Ermeni meselesinin devlet düzeyinde, özellikle Türk ve Azerbaycan hükümetleri nazarında ortak bir mücadeleyle yürütülmesinin şart olduğunu söyleyen Kürkçüoğlu, Ermeni Diasporasının siyasal yapılar ve dünyaya yön veren güçlerin hedefleriyle Türklerin boynuna asılmak istenen "soykırım yaftasını" paralel yürüterek muazzam bir etki yaptıklarını hatırlattı. Prof. Kürkçüoğlu, "Rusların ünlü tarihçilerinden Kavkaz adlı eserin yazarı V.L. Veliçko, tarihi Ermeni siyasetini, “Ermeniler tarih boyunca devamlı surette efendilerini değiştirmişlerdir. Roma, Bizans, İran, Rus, İngiliz, Fransız, Alman, Türk... Tarih sahnesine yeni yeni efendi çıktığında, Ermeniler eski efendilerini sistemleri olarak satmışlardır” diye" ifade ettiğini hatırlatarak Ermenilerin tarihi, siyasi ve milli bir şahsiyetten mahrum bir millet olduklarının aynı eserle ifade edildiğini söyledi.
İLK ERMENİ İSYANI ERZURUM'DA ÇIKTI
Prof. Erol Kürkçüoğlu, Ermeniler ilk isyanı 20 Haziran 1890 tarihinde Erzurum’da çıkardıklarını ardından Musa Bey Olayı, Kumkapı Gösterisi, Merzifon, Kayseri ve Yozgat Olayları, Birinci Sasun İsyanı, Babaali Gösterisi, Zeytun İsyanı, Van İsyanı, Osmanlı Bankasına yapılan saldırı, İkinci Sasun İsyanı, Padişah II. Abdülhamid’e Yıldız Camii önünde düzenlenen suikast ile sıralanan eylemler ile ülkede terör estirdiklerini belirtti.
MARSİLYA VE KALİFORNİYA ERMENİ YURDU MU?
Kürkçüoğlu, Ermeni iddialarının hayal dahi olamayacak ve ayakları yere basmayan şeyler olduğunun altını çizerken çarpıcı bir örnek verdi. Kürkçüoğlu, "Kars’ı, Ardahan’ı Ağrı’sı; Iğdır’ı, Van’ı, Erzurum’u ile Türk Yurdu olan Doğu Anadolu’nun “Ermeni Yurdu” “Ermeni Devleti” yaratma idda ve tezinin bugün Ermenilerin yaşadığı Fransa’da Marsilya bölgesi veya ABD’nin Kaliforniya bölgesinin de bir Ermeni yurdu olduğunu iddia etmenin aynı şeyler olduğunu söyledi.

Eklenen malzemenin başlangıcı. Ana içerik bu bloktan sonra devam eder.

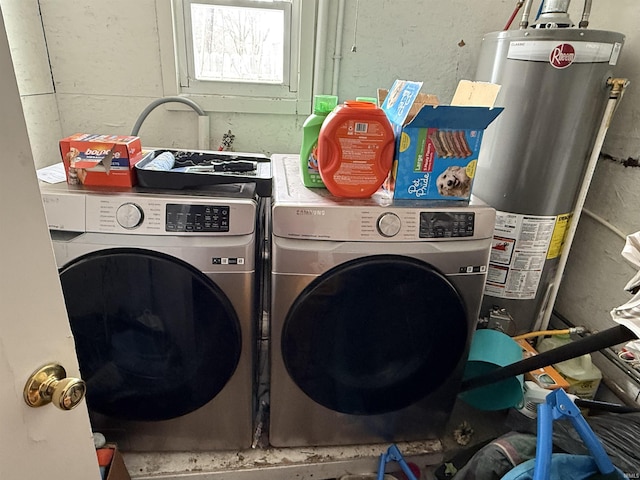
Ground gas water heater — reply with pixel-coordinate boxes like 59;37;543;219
473;0;624;333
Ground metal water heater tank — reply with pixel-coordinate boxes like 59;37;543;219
473;2;624;333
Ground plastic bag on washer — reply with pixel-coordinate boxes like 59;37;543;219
611;232;640;338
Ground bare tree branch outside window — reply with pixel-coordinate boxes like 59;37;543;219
191;4;284;83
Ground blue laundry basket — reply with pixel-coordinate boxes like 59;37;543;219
502;389;628;480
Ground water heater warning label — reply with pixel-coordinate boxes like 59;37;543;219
485;212;556;300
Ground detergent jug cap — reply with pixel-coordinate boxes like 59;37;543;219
313;95;338;114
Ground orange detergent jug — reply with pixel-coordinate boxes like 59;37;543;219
318;100;395;198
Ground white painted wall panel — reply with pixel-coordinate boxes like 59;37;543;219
0;0;53;97
40;0;162;97
22;94;62;168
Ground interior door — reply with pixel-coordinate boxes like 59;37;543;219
0;10;100;480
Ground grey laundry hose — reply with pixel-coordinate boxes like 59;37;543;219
131;97;209;149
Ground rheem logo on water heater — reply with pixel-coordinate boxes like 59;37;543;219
549;43;576;69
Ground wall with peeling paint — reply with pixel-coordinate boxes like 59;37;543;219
0;0;640;386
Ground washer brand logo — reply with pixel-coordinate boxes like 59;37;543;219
296;208;325;217
549;43;576;69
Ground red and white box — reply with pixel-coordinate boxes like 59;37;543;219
60;133;142;187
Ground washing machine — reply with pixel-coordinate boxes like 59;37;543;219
269;155;495;446
41;184;261;451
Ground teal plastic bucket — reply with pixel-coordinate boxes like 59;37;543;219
459;329;523;410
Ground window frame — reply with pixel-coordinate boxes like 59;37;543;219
156;0;317;114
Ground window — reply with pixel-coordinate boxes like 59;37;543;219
157;0;316;114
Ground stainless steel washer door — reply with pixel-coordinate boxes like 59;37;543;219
281;255;468;415
60;248;242;421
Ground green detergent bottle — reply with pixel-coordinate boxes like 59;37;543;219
300;95;338;187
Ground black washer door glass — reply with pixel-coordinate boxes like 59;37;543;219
60;249;241;420
282;255;468;415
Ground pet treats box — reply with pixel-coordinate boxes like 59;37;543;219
382;80;503;201
60;133;142;187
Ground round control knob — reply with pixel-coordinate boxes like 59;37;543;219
378;212;402;237
116;203;144;229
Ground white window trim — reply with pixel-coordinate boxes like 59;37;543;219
156;0;317;115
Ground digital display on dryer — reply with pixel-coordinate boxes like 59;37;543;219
165;203;230;233
420;212;475;238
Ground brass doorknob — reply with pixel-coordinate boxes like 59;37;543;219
24;363;87;410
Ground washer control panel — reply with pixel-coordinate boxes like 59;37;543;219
420;211;475;238
42;192;257;236
165;203;230;232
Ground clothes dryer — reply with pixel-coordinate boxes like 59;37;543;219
41;184;260;451
269;155;495;446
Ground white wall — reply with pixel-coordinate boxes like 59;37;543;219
0;0;640;344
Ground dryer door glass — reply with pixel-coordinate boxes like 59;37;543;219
60;249;241;420
281;255;469;415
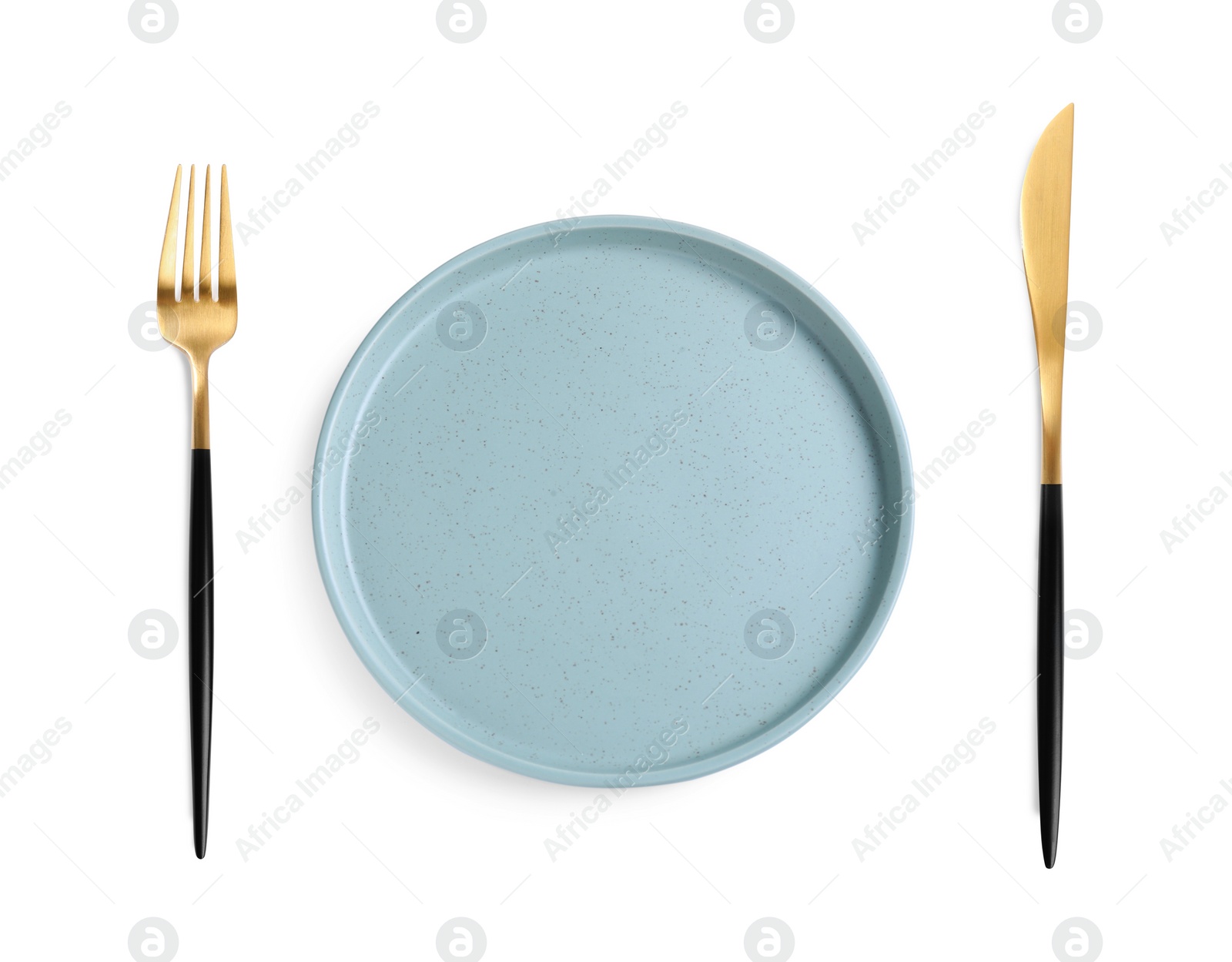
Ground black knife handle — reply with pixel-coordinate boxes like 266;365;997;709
1036;484;1066;868
189;447;214;859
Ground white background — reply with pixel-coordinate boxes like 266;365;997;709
0;0;1232;960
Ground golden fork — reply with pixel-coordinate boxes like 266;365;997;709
158;164;238;859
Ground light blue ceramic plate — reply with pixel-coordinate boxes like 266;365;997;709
313;216;913;786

520 BİN TÜRK'ÜN KANI ERMENİNİN ELİNE BULANMIŞ
Ermeni Taşnak ve Hınçak çetelerinin 1. Harp sırasında cephe arkasında Türk Ordusuna saldırılar yönelttiğini, Ruslara casusluk yaptıklarını hatırlatan Kürkçüoğlu, ayrıca Rus ordusu içerisinde yer alan Ermeni askerlerin bu çetelerle işbirliği yaparak yer yer sivil halka yönelik katliamlar gerçekleştirdiklerini de ifade etti. Kürkçüoğlu, 1915-1919 yılları arasında Taşnak, Hınçak ve Ramgavar Ermeni Çeteleri Doğu Anadolu Bölgesi’nde Erzincan, Tercan, Erzurum-Cinis, Alaca, Ilıca, Tepeköy, Dutçu, Erzurum Merkezde; Yanıkdere, Karskapı, Ezirmikli Osman Ağa ve Mürsel Paşa Konaklarında, Firdevsoğlu Kışlası’nda, Erzurum; Yeşilyayla, Hasankale, Tımar, Köprüköy, Horasan, Kars Derecik ve Subatan’da, Van-Zeve’de, Ağrı’da, Bitlis’de, Iğdır-Oba, Hakmehmet ve Gedikli de, Ardahan-Yanık Camii, Göle-Esenboğaz Köyü, Çıldır-Kotanlı Köyü, Nahçıvan’da, Zengezur’da ve Azerbaycan’da tam bir “Türk Soykırımı” gerçekleştirdiklerinin altını çizerken, bu katliamlar sonrası 520 bin Türk’ün katledildiğini söyledi.
ERMENİLER ÖLÜLERİNİ YEMEDİLER YA
Kürkçüoğlu, Ermenilerin çoğunluk olabilmek için sürekli bulundukları noktalarda katliamlar gerçekleştirdiklerinin altını çizerken "Amerikalı General Harbord’un, Erzurum içindeki incelemeleri sırasında, bizzat kendisi Türk tarafına şöyle bir soru yöneltmiştir: “Daha önceden Erzurum’da Ermeni çoğunluğu var mı idi?” Bu soru üzerine Erzurum Belediye Başkanı Zakir (Gürbüz) Bey, Amerikalı Generali pencere önüne çağırarak Gez ve Kavak Mezarlıklarını gösterip “Bunlar hep Türk mezarlarıdır. Şehrin öteki yerlerinde de bunların on katı Türk Mezarlığı daha vardır. Şimdi iyi bakın, çevresi duvarlarla çevrili küçük bir mezarlık var. O da Ermenilerin mezarlığıdır. Şimdi Ermeniler mi? Türkler mi çok anladınız mı? Ermeniler ölülerini yemediler ya! Erzurum’un ölüsü de Türk, dirisi de Türk!”
Ermenilerin yalnızca 1900'lerde değil 1973 ve 1995 yılları arasında Ermeni Terör Örgütleri ASALA ve Ermeni Soykırımı Adalet Komandoları tarafından, 21 yabancı ülkede Türk Diplomatlarına yönelik 199 eylem yaptıklarını, bu eylemlerde, çoğu diplomat 41 şehit ve 161 yaralı verildiğini ifade eden Kürkçüoğlu, "28 Ocak 1973 günü Santa Barbara’da Türkiye’nin Los Angeles Başkonsolusu Mehmet Baydar’la Konsolos Yardımcısı Bahadır Demir’i tuzağa düşürüp şehit edin Mığırdıç Yanikan, ifadesinde "-Evet ben öldürdüm... Bilerek öldürdüm... İsteyerek öldürdüm... Aylarca önceden planlayarak öldürdüm... -Onlar düşmanımızdı. Türk’tü onlar... Türk oldukları için öldürdüm... İntikam almak için öldürdüm..." dediğini hatırlattı.